On 06/12/2013 11:55 AM, Julien Claassen wrote:
Hello everyone!
I just tried to give JACK a real cardname on the commandline instead
of the hw:0. Reason, there are several soundcards in that machine,
including USB devices. I looked at /proc/asound/cards and copied the
name "M1010LT". And then I ran this command:
jackd --timeout 4500 -R -d alsa -d M1010LT -r 48000 -p 128 -z shaped
Hi Julien,
Try
jackd -t 4500 -d alsa -d hw:M1010LT -p 128 -z shaped
You omitted the hw: part before the ALSA card name.
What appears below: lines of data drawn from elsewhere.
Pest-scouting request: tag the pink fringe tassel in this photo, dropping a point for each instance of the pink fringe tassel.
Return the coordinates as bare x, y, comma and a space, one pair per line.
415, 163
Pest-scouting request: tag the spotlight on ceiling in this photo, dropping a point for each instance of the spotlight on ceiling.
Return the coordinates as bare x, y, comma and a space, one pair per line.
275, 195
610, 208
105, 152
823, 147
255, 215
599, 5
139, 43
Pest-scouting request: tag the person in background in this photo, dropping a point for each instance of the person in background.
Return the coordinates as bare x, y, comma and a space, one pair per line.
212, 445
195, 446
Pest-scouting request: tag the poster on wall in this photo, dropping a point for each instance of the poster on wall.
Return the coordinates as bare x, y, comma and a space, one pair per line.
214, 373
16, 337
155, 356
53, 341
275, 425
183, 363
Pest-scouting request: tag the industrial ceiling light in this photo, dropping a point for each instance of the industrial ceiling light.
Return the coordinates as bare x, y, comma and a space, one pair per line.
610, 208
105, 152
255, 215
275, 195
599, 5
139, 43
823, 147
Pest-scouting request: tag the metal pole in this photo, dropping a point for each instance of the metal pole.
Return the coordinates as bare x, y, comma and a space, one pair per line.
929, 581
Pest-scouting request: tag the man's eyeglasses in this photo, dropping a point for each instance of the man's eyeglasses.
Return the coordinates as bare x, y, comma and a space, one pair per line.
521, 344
I've omitted -R and
-r 48000 because those are default values.
JACK told me, that M1010LT caused an ALSA open error, since the
device was unknown. This is JACK1. JACK is run by a user with the
necessary rights and limits set. With -d hw:3 it works.
Whilst I'm here, I might as well ask, what the easiest way would be
to automatically start JACK, when the system boots? If that helps, the
system is running a graphical session and I believe, this could be the
case constantly. So if there's a typical solution involving that, it
could be a way.
Then it would be best to have JACK started by that particular session.
There are several ways to do this, probably starting JACK from .bashrc
would be the easiest way to set this up.
Regards,
Jeremy
Thanks for any help on either of those.